The project is developed in Python (2.6.6 or later) and makes use of third party tools:
- NLTK-2.0.4 [2] (python Natural Language Tool Kit):
sudo pip install http://pypi.python.org/packages/source/n/nltk/nltk-2.0.4.tar.gz
- LXML:
sudo pip install lxml
- NetworkX:
sudo pip install networkx
- MElt POS tagger [4] (python french POS tagger -- to install)
- Stanford POS tagger [3] (java software -- included)
- Bonsai word tokenizer (perl command line tool used by the Bonsai PCFG-LA parser -- included)
To process a corpus of plain text (.txt) files with TopicRank [1], one can use:
usage: sh topicrank.sh [options] corpus language
positional arguments:
corpus path to the .txt files to process
language language of the corpus files (french or english)
optional arguments:
-h, --help show this help message and exit
-n RUN_NAME, --run-name RUN_NAME
name of the run (for identification within the output
directory)
-r REFERENCE_FILEPATH, --reference REFERENCE_FILEPATH
path to the file containing the references (for
evaluation only)
-o OUTPUT_DIR, --output-dir OUTPUT_DIR
path to the directory where processings must be stored
(default=results)
-p PROCESSUS_NUMBER, --processus-number PROCESSUS_NUMBER
number of documents to process simultaneously
To process a corpus of plain text (.txt) files with TopicCoRank, one can use:
usage: sh topiccorank.sh [options] corpus training_references language
positional arguments:
corpus path to the .txt files to process
training_references pathto the file containing training references
language language of the corpus files (french or english)
optional arguments:
-h, --help show this help message and exit
-n RUN_NAME, --run-name RUN_NAME
name of the run (for identification within the output
directory)
-r REFERENCE_FILEPATH, --reference REFERENCE_FILEPATH
path to the file containing the references (for
evaluation only)
-o OUTPUT_DIR, --output-dir OUTPUT_DIR
path to the directory where processings must be stored
(default=results)
-p PROCESSUS_NUMBER, --processus-number PROCESSUS_NUMBER
number of documents to process simultaneously
The documents of the corpus must be in plain text. The document files must have the ".txt" extension.

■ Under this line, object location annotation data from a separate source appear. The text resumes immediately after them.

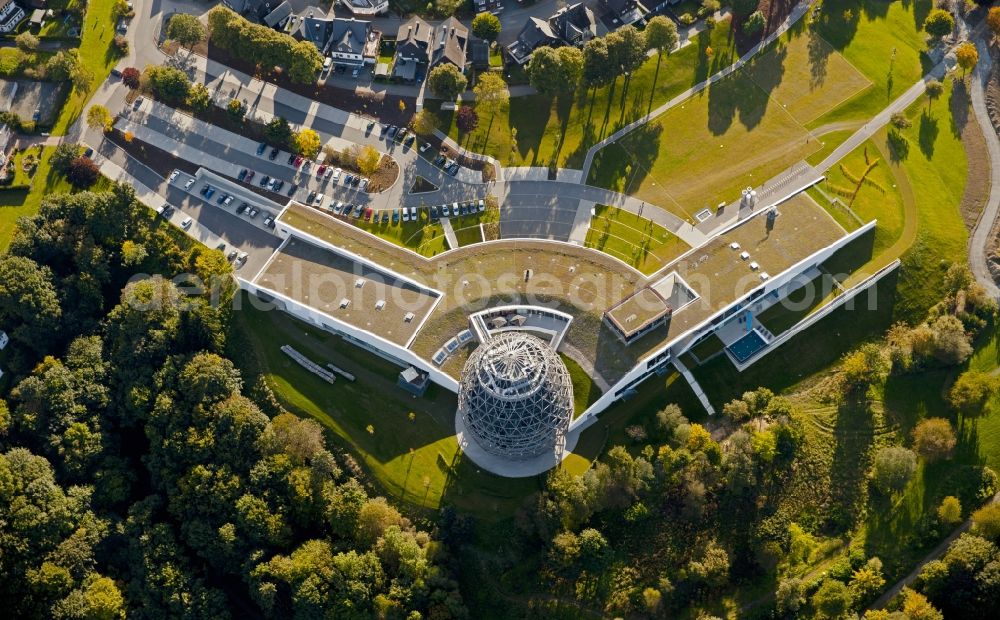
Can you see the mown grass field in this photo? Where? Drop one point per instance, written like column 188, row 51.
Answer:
column 884, row 41
column 742, row 131
column 97, row 54
column 642, row 243
column 562, row 128
column 877, row 197
column 16, row 203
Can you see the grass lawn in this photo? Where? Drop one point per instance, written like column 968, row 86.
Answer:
column 13, row 61
column 884, row 41
column 564, row 127
column 934, row 161
column 416, row 461
column 645, row 245
column 17, row 203
column 877, row 197
column 585, row 391
column 742, row 131
column 97, row 54
column 424, row 237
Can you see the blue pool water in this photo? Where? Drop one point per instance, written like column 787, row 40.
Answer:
column 745, row 348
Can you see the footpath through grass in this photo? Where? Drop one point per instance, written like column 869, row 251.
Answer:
column 641, row 243
column 15, row 203
column 538, row 129
column 740, row 132
column 97, row 54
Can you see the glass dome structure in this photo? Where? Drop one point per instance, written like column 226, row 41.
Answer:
column 516, row 396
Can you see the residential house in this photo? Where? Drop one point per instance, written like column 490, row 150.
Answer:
column 622, row 12
column 366, row 7
column 449, row 43
column 420, row 46
column 278, row 16
column 353, row 42
column 571, row 25
column 488, row 6
column 11, row 14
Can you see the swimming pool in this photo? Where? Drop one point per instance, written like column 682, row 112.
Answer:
column 747, row 346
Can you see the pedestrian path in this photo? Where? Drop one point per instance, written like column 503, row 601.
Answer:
column 581, row 223
column 449, row 233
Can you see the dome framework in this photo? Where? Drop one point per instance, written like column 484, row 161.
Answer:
column 516, row 396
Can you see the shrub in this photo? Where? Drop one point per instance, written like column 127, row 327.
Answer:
column 934, row 439
column 83, row 172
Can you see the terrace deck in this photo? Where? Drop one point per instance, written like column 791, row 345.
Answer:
column 579, row 281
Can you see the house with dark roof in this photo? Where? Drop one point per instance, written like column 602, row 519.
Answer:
column 420, row 46
column 353, row 42
column 621, row 12
column 449, row 43
column 278, row 16
column 366, row 7
column 571, row 25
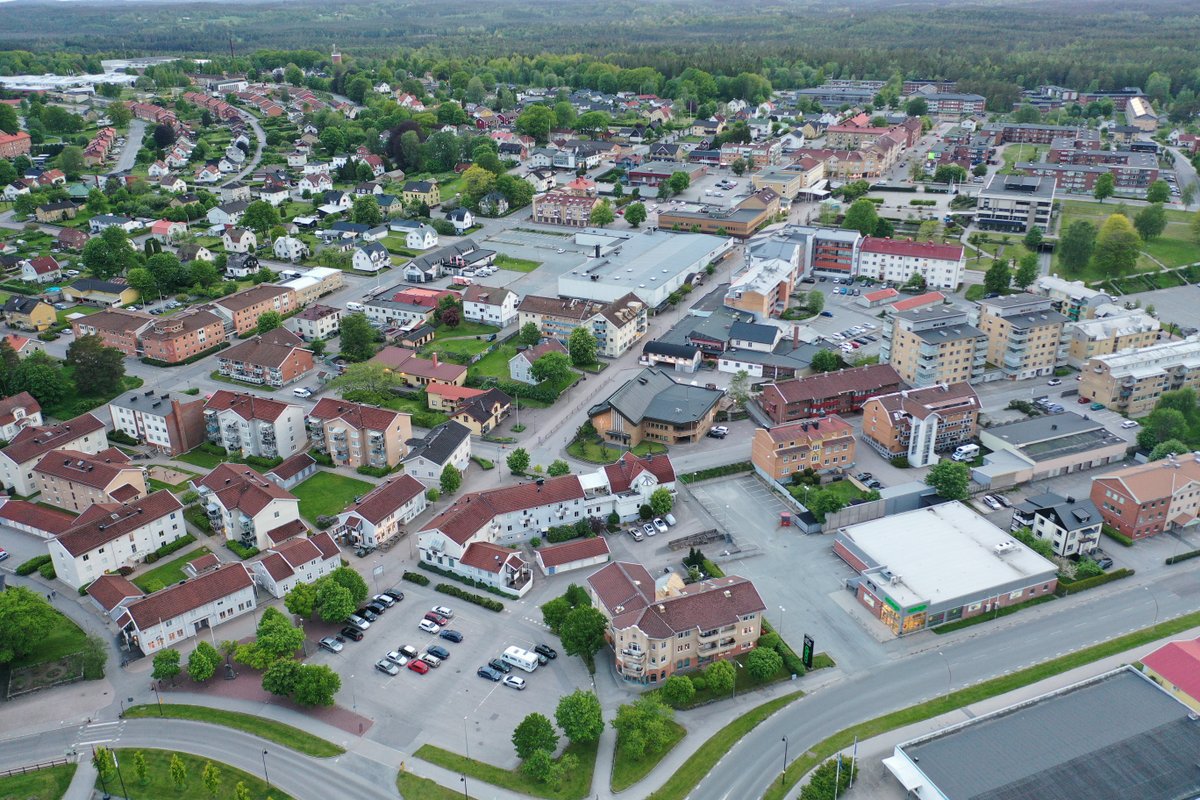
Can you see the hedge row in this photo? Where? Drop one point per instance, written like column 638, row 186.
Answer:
column 471, row 597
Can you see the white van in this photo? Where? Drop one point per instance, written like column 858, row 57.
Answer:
column 520, row 659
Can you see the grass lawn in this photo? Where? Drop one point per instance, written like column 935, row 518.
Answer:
column 516, row 264
column 627, row 771
column 576, row 785
column 43, row 785
column 159, row 783
column 328, row 493
column 262, row 727
column 700, row 763
column 168, row 573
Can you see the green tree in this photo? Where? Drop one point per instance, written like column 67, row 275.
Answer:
column 1077, row 245
column 581, row 344
column 450, row 479
column 519, row 461
column 534, row 733
column 635, row 214
column 826, row 361
column 862, row 216
column 580, row 716
column 1104, row 187
column 949, row 479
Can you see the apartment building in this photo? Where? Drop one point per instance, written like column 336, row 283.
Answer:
column 357, row 435
column 75, row 480
column 659, row 629
column 184, row 336
column 169, row 425
column 1015, row 203
column 897, row 260
column 111, row 535
column 1025, row 335
column 1131, row 382
column 825, row 444
column 1127, row 330
column 919, row 423
column 1149, row 499
column 246, row 507
column 832, row 392
column 277, row 358
column 934, row 344
column 240, row 311
column 84, row 433
column 249, row 425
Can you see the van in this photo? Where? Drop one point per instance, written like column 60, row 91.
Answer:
column 520, row 659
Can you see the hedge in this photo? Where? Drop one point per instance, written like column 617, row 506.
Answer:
column 471, row 597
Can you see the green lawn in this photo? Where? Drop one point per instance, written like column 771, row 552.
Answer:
column 168, row 573
column 262, row 727
column 43, row 785
column 160, row 785
column 627, row 771
column 328, row 493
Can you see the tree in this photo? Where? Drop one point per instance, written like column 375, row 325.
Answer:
column 1150, row 221
column 661, row 501
column 601, row 215
column 97, row 367
column 582, row 347
column 1116, row 246
column 861, row 216
column 1026, row 271
column 24, row 619
column 1077, row 245
column 635, row 214
column 203, row 662
column 997, row 277
column 552, row 366
column 534, row 733
column 582, row 632
column 763, row 663
column 826, row 361
column 357, row 337
column 519, row 461
column 166, row 666
column 949, row 479
column 678, row 691
column 450, row 479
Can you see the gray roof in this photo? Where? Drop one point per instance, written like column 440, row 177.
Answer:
column 1114, row 738
column 652, row 394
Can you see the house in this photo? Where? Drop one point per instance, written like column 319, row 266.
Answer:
column 246, row 507
column 448, row 444
column 111, row 535
column 255, row 426
column 652, row 405
column 43, row 269
column 75, row 481
column 521, row 365
column 187, row 609
column 660, row 627
column 17, row 413
column 354, row 434
column 297, row 560
column 277, row 358
column 487, row 305
column 239, row 240
column 169, row 425
column 29, row 313
column 383, row 513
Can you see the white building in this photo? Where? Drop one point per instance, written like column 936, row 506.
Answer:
column 255, row 426
column 108, row 536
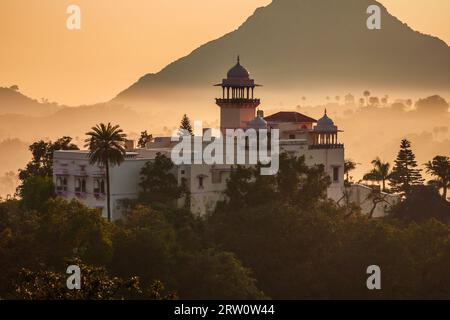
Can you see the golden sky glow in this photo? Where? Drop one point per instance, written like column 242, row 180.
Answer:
column 121, row 40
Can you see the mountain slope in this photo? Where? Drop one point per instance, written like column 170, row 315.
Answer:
column 313, row 44
column 14, row 102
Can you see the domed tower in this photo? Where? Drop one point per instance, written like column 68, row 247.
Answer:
column 325, row 133
column 237, row 105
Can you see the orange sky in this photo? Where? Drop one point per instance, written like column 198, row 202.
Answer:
column 121, row 40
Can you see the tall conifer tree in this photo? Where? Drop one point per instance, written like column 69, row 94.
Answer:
column 405, row 173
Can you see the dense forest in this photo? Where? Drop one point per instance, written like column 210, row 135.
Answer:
column 274, row 237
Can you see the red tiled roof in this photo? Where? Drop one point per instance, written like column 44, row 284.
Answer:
column 286, row 116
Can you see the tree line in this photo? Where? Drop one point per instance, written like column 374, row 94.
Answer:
column 273, row 237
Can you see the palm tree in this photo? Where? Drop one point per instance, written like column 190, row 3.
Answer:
column 380, row 172
column 106, row 147
column 440, row 168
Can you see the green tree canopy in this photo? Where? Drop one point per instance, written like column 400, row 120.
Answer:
column 439, row 167
column 41, row 163
column 158, row 182
column 405, row 173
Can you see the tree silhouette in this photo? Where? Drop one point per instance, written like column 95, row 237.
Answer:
column 379, row 173
column 185, row 126
column 404, row 174
column 440, row 168
column 144, row 139
column 106, row 148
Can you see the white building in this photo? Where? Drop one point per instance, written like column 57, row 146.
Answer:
column 316, row 140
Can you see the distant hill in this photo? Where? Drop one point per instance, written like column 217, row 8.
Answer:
column 14, row 102
column 308, row 44
column 72, row 121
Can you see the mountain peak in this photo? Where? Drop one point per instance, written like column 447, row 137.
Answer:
column 313, row 44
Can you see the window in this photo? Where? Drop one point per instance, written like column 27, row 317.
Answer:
column 61, row 184
column 335, row 174
column 80, row 185
column 200, row 182
column 216, row 176
column 99, row 186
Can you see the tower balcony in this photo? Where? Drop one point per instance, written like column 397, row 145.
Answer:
column 326, row 146
column 240, row 102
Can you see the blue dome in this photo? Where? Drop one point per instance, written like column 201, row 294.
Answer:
column 258, row 123
column 325, row 124
column 238, row 71
column 325, row 121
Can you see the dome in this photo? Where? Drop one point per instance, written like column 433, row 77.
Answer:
column 238, row 71
column 325, row 121
column 325, row 124
column 258, row 123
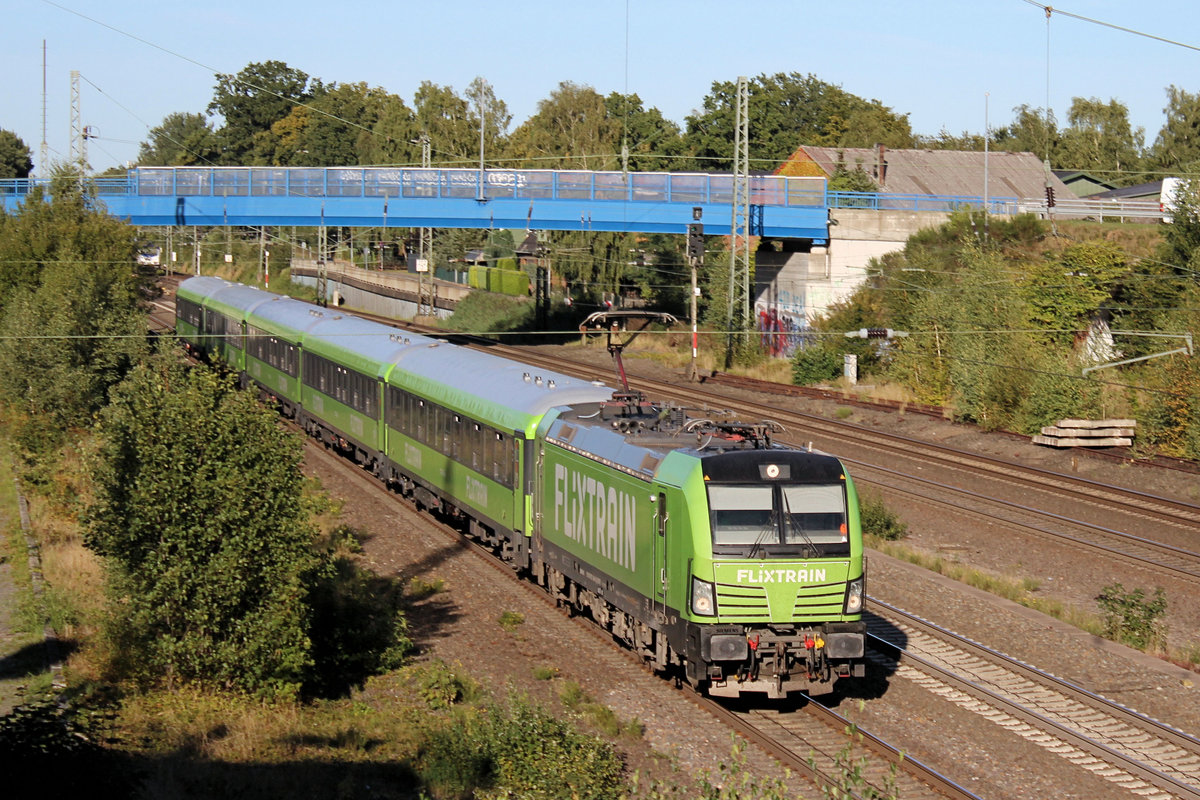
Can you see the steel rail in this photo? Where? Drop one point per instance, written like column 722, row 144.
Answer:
column 1109, row 752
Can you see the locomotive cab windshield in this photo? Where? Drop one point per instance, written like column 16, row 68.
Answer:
column 783, row 519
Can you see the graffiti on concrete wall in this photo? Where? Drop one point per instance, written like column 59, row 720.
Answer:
column 781, row 323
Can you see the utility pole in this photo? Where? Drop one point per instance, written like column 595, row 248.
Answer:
column 483, row 119
column 739, row 224
column 262, row 251
column 43, row 155
column 322, row 274
column 695, row 258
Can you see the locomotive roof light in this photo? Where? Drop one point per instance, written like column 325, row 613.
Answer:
column 703, row 597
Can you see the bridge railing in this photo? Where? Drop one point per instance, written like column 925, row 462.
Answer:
column 469, row 184
column 937, row 203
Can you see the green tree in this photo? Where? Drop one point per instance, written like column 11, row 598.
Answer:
column 198, row 516
column 181, row 139
column 1098, row 138
column 1179, row 140
column 16, row 157
column 70, row 313
column 451, row 121
column 393, row 136
column 786, row 110
column 571, row 130
column 329, row 130
column 250, row 103
column 946, row 140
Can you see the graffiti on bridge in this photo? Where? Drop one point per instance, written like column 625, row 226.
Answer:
column 780, row 330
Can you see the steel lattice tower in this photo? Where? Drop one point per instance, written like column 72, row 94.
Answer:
column 739, row 224
column 78, row 134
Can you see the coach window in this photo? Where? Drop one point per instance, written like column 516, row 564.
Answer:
column 478, row 439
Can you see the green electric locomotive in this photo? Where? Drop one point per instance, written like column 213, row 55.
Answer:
column 695, row 541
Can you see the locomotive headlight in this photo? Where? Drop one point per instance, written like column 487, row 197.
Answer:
column 703, row 599
column 855, row 596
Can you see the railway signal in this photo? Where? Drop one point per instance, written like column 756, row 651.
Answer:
column 875, row 334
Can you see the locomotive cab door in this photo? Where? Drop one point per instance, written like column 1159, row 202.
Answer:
column 659, row 548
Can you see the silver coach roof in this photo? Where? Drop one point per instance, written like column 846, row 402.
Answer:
column 496, row 379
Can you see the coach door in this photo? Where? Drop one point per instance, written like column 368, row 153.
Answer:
column 661, row 518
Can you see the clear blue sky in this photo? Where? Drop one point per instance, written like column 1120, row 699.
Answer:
column 934, row 60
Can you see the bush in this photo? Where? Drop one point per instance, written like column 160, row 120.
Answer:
column 880, row 521
column 201, row 521
column 815, row 365
column 1132, row 619
column 442, row 686
column 517, row 751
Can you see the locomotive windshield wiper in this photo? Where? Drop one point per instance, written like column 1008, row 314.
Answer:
column 790, row 523
column 769, row 527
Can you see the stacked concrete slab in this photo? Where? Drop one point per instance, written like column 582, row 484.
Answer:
column 1087, row 433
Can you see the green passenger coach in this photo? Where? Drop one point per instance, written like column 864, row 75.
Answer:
column 713, row 553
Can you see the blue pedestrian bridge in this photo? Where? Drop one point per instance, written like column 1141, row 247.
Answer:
column 539, row 199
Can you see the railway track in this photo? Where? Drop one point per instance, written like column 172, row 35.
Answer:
column 1053, row 489
column 1128, row 749
column 817, row 741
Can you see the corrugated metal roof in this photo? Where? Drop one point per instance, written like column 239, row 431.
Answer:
column 953, row 173
column 1151, row 191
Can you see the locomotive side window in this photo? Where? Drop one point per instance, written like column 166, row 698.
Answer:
column 473, row 444
column 784, row 519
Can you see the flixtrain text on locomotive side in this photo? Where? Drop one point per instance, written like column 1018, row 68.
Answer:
column 696, row 542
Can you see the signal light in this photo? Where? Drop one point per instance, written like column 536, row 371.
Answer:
column 696, row 240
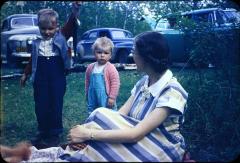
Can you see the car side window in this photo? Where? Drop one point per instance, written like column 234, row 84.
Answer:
column 104, row 33
column 5, row 25
column 93, row 35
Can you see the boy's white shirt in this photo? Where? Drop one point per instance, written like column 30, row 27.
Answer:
column 98, row 68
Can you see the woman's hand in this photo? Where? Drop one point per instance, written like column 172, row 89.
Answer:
column 78, row 134
column 111, row 102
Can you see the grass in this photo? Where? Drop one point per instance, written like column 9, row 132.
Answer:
column 211, row 123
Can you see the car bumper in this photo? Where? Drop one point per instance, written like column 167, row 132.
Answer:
column 21, row 54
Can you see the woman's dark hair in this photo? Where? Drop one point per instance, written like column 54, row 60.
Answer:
column 153, row 47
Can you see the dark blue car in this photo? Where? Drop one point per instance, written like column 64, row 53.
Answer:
column 122, row 39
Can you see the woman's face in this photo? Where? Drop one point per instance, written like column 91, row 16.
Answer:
column 138, row 59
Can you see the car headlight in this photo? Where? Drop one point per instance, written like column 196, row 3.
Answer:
column 30, row 39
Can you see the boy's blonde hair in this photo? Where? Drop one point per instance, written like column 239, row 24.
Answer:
column 47, row 16
column 103, row 42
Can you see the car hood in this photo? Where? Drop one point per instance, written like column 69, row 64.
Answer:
column 28, row 30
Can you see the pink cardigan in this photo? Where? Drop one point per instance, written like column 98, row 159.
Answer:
column 111, row 77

A reference file is a list of documents associated with keyphrases:
document_name1.txt<TAB>semi-column separated keyphrases
document_name2.txt<TAB>semi-column separated keyphrases
...
document_name3.txt<TAB>semi-column separated keyphrases
The results of every processing steps are serialized in an output directory.
Their is one directory for each processing step: pre_processings/<run_or_corpus_name>
(POS tagging), candidates/<run_or_corpus_name><method_name>
(candidate selection),
clusters/<run_or_corpus_name><method_name>
(candidate clustering),
rankings/<run_or_corpus_name><method_name>
(candidate ranking),
selections/<run_or_corpus_name><method_name>
(keyphrase identification) and
evaluation/<run_or_corpus_name><method_name>
(evaluation). They are used for lazy
processing of already done steps (e.g. POS tagging), but a readable version
can be found in a sub-directory name string
.
[1] Adrien Bougouin, Florian Boudin and Béatrice Daille. 2013. Topicrank: Graph-Based Topic Ranking for keyphrase Extraction. In Proceedings of the 6th International Joint Conference on Natural Language Processing (IJCNLP), Nagoya, Japan, October.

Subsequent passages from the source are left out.